When Lambda throttles a request, the behaviour depends on the invocation type:

Synchronous (API Gateway, direct SDK):

Returns 429 TooManyRequestsException
Caller receives the error immediately
No automatic retry by Lambda

Asynchronous (S3, SNS, EventBridge):

Lambda retries for up to 6 hours with exponential backoff
If the function is still throttled after 6 hours, the event is dropped
Configure a dead-letter queue to capture dropped events

Polling (SQS, Kinesis, DynamoDB Streams):

Lambda pauses polling until concurrency is available
For Kinesis and DynamoDB Streams, processing falls behind
For SQS, messages stay in the queue (up to the visibility timeout)

# Handling throttling in client code
import boto3
from botocore.exceptions import ClientError
import time

lambda_client = boto3.client('lambda')

def invoke_with_retry(function_name, payload, max_retries=3):
    for attempt in range(max_retries):
        try:
            return lambda_client.invoke(
                FunctionName=function_name,
                Payload=payload
            )
        except ClientError as e:
            if e.response['Error']['Code'] == 'TooManyRequestsException':
                wait = 2 ** attempt
                print(f"Throttled, waiting {wait}s (attempt {attempt+1})")
                time.sleep(wait)
            else:
                raise
    raise Exception(f"Failed after {max_retries} retries")

Auto Scaling Provisioned Concurrency

Application Auto Scaling can automatically adjust provisioned concurrency based on metrics:

# Register scalable target
aws application-autoscaling register-scalable-target \
  --service-namespace lambda \
  --resource-id function:api-handler:prod \
  --scalable-dimension lambda:function:ProvisionedConcurrency \
  --min-capacity 2 \
  --max-capacity 20

# Create target tracking policy (scale when utilisation > 70%)
aws application-autoscaling put-scaling-policy \
  --service-namespace lambda \
  --resource-id function:api-handler:prod \
  --scalable-dimension lambda:function:ProvisionedConcurrency \
  --policy-name pc-utilisation-policy \
  --policy-type TargetTrackingScaling \
  --target-tracking-scaling-policy-configuration '{
    "TargetValue": 0.7,
    "PredefinedMetricSpecification": {
      "PredefinedMetricType": "LambdaProvisionedConcurrencyUtilization"
    }
  }'

This scales provisioned concurrency up when more than 70% of provisioned environments are actively handling requests.

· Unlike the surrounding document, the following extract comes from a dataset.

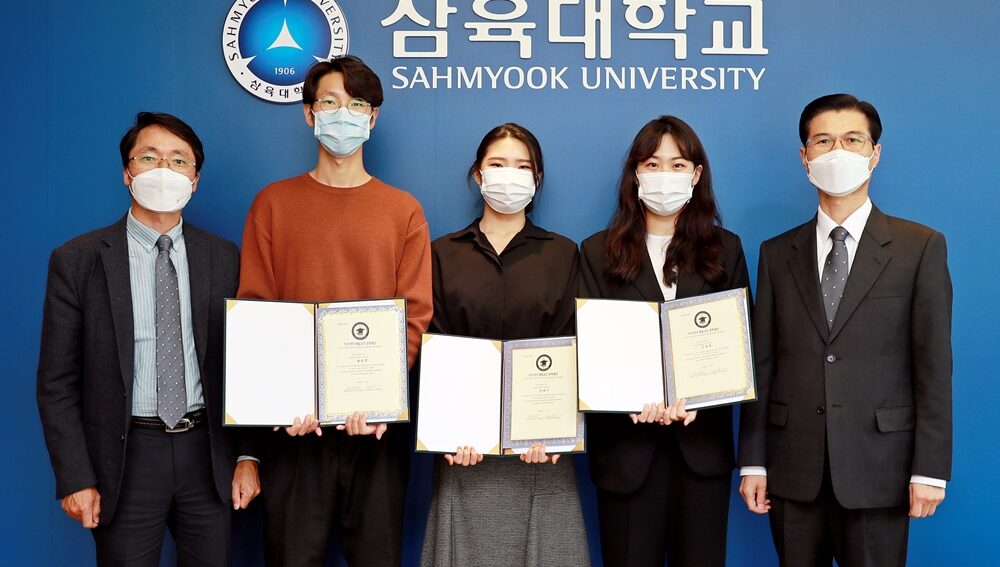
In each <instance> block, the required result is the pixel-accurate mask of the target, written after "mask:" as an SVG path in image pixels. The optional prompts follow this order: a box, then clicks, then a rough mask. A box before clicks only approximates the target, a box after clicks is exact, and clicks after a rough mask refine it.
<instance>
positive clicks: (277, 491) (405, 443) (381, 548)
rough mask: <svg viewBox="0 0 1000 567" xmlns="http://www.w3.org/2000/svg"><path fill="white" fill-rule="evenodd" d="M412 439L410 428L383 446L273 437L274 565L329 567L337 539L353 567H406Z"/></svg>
mask: <svg viewBox="0 0 1000 567" xmlns="http://www.w3.org/2000/svg"><path fill="white" fill-rule="evenodd" d="M409 439H410V427H409V426H408V424H390V425H389V429H388V430H387V431H386V433H385V435H384V436H383V437H382V439H381V440H378V441H377V440H376V439H375V437H374V436H373V435H366V436H355V437H349V436H348V435H346V434H345V433H343V432H340V431H336V430H335V429H334V428H332V427H330V428H326V429H324V430H323V436H322V437H316V436H315V435H307V436H305V437H296V438H292V437H288V436H287V435H286V434H285V432H284V431H278V432H275V433H273V434H272V435H271V438H270V441H269V445H270V448H269V452H268V455H267V456H266V457H265V458H264V459H262V460H261V465H260V468H261V497H262V498H263V500H264V509H265V518H264V551H265V559H266V563H267V565H269V566H271V567H275V566H287V567H310V566H322V565H323V564H324V561H325V559H326V553H327V547H328V546H329V542H330V537H331V534H332V533H333V532H336V533H337V534H338V535H339V536H340V546H341V549H342V550H343V552H344V556H345V557H346V558H347V562H348V564H350V565H351V567H367V566H378V567H381V566H390V567H395V566H397V565H400V564H401V562H402V545H403V504H404V500H405V497H406V480H407V475H408V473H409Z"/></svg>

Concurrency Limits and Database Connections

The most practical reason to set reserved concurrency is protecting downstream systems that have connection limits:

RDS database max connections: 100

Without reserved concurrency:
  Lambda scales to 500 concurrent → 500 DB connections → database rejects connections

With reserved concurrency = 80:
  Lambda capped at 80 concurrent → 80 DB connections → database stays healthy

Better solution: RDS Proxy
  Lambda scales freely → RDS Proxy pools connections → database sees ~20 connections

RDS Proxy is the recommended solution for Lambda-to-RDS connectivity because it handles connection pooling, eliminating the need to limit Lambda concurrency purely for connection management.

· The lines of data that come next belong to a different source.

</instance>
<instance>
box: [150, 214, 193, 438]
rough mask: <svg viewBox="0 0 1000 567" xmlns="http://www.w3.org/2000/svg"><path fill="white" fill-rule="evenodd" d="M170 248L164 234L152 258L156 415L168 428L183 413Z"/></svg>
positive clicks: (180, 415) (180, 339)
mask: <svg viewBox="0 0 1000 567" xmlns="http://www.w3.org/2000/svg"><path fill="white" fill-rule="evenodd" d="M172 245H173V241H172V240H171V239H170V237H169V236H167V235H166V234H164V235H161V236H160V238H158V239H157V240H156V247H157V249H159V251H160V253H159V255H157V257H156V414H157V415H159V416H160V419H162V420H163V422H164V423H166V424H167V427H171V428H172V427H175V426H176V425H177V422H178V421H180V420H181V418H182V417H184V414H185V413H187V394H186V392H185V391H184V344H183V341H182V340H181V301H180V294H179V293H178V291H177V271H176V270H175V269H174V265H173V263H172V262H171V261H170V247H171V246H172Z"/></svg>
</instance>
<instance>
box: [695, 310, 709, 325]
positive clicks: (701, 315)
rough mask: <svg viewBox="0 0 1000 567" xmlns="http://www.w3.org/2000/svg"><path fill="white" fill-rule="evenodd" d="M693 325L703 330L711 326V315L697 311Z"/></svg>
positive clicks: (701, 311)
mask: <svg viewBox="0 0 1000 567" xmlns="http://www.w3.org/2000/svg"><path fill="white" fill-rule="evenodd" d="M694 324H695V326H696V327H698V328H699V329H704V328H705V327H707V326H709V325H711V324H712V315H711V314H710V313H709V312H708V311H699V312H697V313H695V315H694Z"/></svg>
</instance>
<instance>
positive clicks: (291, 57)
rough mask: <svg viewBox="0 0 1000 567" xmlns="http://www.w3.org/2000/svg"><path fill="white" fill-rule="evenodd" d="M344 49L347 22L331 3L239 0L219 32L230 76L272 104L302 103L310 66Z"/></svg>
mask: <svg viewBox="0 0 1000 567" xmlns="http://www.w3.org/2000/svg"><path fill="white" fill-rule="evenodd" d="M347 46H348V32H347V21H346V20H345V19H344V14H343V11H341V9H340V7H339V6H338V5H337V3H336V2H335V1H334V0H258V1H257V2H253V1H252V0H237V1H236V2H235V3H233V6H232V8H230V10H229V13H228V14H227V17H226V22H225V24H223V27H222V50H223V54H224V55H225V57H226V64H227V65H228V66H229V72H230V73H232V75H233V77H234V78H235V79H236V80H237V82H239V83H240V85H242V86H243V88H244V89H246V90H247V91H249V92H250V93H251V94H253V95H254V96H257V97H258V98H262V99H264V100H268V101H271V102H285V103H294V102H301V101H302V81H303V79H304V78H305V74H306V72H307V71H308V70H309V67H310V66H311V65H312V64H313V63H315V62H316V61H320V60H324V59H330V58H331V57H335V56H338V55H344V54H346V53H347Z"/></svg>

Common Interview Questions

Q: What is the default concurrency limit per region? 1,000 concurrent executions per region per account by default. This can be increased via a Service Quota request.

Q: What is the difference between reserved and provisioned concurrency? Reserved concurrency dedicates a number of slots to a function and caps its maximum concurrent executions. Provisioned concurrency pre-warms a number of execution environments so they are ready without a cold start. They serve different purposes: reserved is for capacity isolation and protection; provisioned is for latency.

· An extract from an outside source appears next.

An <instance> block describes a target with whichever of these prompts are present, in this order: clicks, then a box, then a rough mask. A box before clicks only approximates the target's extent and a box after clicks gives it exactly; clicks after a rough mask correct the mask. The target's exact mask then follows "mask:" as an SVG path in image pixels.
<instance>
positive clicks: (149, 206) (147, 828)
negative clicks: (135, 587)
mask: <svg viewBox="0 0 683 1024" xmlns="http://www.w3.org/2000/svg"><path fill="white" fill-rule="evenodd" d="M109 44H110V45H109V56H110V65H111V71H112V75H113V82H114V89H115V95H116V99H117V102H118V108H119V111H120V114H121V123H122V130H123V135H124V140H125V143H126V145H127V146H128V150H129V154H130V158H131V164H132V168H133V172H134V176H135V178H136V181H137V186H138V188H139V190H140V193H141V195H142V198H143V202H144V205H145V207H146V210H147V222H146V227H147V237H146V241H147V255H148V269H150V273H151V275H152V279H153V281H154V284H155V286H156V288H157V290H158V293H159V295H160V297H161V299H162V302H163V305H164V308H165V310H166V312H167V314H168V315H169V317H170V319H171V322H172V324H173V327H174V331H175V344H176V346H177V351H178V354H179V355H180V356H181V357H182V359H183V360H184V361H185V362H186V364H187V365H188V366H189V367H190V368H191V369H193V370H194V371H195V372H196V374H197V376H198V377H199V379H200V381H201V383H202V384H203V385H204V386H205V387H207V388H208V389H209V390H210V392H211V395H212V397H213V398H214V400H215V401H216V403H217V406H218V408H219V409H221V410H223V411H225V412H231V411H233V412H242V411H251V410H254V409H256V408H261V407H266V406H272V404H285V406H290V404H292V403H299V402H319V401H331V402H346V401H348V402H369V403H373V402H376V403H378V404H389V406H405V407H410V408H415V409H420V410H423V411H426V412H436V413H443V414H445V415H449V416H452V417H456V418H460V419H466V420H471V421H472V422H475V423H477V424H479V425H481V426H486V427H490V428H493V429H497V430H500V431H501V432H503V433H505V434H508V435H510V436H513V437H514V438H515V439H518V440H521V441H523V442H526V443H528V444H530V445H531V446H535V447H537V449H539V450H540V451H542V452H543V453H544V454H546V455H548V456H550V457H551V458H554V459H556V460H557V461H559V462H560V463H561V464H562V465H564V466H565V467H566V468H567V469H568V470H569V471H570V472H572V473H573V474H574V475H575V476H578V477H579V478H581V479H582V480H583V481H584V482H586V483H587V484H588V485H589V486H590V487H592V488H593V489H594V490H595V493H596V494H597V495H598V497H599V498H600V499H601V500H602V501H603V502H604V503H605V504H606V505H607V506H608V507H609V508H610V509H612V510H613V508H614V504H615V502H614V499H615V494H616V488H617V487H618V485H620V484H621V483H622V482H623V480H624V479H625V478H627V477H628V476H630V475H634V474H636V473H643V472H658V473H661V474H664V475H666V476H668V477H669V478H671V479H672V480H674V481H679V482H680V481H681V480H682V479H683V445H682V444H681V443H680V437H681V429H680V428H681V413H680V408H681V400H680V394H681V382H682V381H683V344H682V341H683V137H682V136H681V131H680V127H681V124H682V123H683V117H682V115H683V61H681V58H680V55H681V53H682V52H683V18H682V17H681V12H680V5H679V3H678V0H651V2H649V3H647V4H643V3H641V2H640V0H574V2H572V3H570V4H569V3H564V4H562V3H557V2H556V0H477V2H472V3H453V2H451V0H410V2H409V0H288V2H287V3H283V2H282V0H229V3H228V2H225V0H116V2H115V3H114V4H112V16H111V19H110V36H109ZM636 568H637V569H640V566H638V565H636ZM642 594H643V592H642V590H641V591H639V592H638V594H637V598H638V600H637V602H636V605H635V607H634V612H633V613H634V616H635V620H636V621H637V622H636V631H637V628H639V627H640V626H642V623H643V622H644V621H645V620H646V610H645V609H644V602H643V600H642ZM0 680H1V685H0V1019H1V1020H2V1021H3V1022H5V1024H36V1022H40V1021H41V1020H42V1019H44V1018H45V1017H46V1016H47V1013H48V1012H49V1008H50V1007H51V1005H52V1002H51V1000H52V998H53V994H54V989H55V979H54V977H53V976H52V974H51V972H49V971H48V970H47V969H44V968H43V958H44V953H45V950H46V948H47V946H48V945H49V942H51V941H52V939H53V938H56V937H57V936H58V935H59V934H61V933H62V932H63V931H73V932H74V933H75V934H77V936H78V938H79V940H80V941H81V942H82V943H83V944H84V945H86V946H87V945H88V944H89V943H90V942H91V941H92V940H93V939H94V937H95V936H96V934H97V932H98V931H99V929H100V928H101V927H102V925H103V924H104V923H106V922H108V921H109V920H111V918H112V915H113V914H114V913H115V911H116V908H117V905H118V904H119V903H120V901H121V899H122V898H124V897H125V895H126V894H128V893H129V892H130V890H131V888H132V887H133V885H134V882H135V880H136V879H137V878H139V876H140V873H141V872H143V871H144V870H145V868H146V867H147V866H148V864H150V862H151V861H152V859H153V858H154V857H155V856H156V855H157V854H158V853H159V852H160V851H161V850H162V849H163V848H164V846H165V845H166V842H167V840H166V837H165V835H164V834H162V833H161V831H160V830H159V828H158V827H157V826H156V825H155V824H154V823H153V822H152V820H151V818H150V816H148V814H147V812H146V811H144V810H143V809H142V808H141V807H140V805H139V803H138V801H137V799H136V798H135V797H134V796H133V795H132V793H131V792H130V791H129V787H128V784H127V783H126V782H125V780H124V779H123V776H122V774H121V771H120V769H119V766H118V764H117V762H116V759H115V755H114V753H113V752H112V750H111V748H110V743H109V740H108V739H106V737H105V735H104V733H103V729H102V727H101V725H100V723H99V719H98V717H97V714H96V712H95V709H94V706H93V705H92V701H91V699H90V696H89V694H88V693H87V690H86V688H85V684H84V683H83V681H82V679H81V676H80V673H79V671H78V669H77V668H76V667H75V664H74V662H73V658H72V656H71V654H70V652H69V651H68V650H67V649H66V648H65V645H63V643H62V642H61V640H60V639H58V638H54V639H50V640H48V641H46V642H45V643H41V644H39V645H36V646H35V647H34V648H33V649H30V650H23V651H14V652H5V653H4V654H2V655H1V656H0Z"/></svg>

Q: If you set reserved concurrency to 50, what happens when the 51st request arrives? The 51st request is throttled with a 429 error. Reserved concurrency acts as both a minimum guarantee and a maximum cap.

Q: When should you use provisioned concurrency? When your function is synchronously invoked (user is waiting), cold starts add noticeable latency, and the function runs frequently enough that warm environments from prior invocations are not reliably available. Typically used for customer-facing API handlers with strict p99 latency requirements.